ImpersonationBanks Critical Seen in Israel Updated: May 20, 2026

Bank Impersonation: The Call That Tries to Empty Your Account

A message or call claims unusual activity was found on your account and that you must act now. The caller is not really from the bank, and the goal is to get you to hand over passwords and codes, or to move money yourself.

How it starts

A message or a call arrives that creates a sense of emergency: a suspicious charge was detected, the account was locked, or someone is trying to log in to it. The message is always urgent, and it always asks you to do something right now.

How it works

If it is a message, the link leads to a page that looks like the bank's site and asks for a username and password. If it is a call, the impersonator guides you: he asks you to confirm details, to read him a verification code you got by text, or to move the money to another account he calls a secure account. Each request sounds reasonable on its own, but together they hand the attacker control of your account.

What the scammer wants

The impersonator wants one of three things, and sometimes all of them: your account login details, the one-time verification codes that approve actions, or a direct transfer of money that you make yourself.
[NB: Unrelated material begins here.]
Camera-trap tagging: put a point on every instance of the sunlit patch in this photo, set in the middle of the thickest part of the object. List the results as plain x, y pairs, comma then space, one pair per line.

The self-made transfer is the worst, because as far as the bank is concerned, you are the one who approved it.

Common phrases

  • Unusual activity was detected on your account
  • Your account has been locked for security reasons
  • We are from the bank's security team
  • The money must be moved to a secure account temporarily
  • Read me the code you received to cancel the charge
  • Do not hang up, we are handling this together right now

Red flags

  • A contact that demands you act immediately, with no time to think
  • A request for a verification code, a password, or card details
  • A request to move money to another account to protect it
  • The caller asks you not to hang up and not to consult anyone
  • A link in a message leading to a bank login page

What to do now

  • Hang up. It is fine to hang up; a real representative will not be offended
  • Call the bank using the number on the back of your card or on the official site, not the number the caller gave you
  • A real bank will never ask for a verification code or a password, and will never ask you to move money to another account
  • Do not tap links in messages about your account. Reach the bank only through the app or the official address
  • If you already gave details or transferred money, contact the bank and the police immediately

Example scenario

Ruti gets a call. The voice on the other end is calm and polite and says he is from the bank's security department. He says a suspicious withdrawal attempt was detected on her account, and that to protect the money it must be moved temporarily to a secure account. He reads her an account number. Ruti, frightened, transfers it. There is no withdrawal attempt. The money has simply now reached the attacker, and the bank sees a transfer that Ruti approved herself.

Prevention tips

  • Set yourself a rule: a call that asks for codes, passwords, or a money transfer ends with you hanging up
  • Save the bank's official phone number in your contacts, and call only that
  • Remember that time pressure is the main tool of the scam. A real bank will let you think
  • If someone calls in the name of the bank, consult a family member before you act
  • Turn on alerts for account activity so you can spot a suspicious charge yourself, early

Full description

Bank impersonation is one of the most dangerous scams, because it plays on the most basic fear: that something bad is happening to your money. It comes in two main forms. The first is a text with a link to a fake login page. The second, and the more dangerous one, is a phone call from someone who sounds calm and professional, presents himself as a bank security officer, and walks you through it step by step. He sounds credible because he speaks the language of the bank, and sometimes he even knows a few details about you in advance.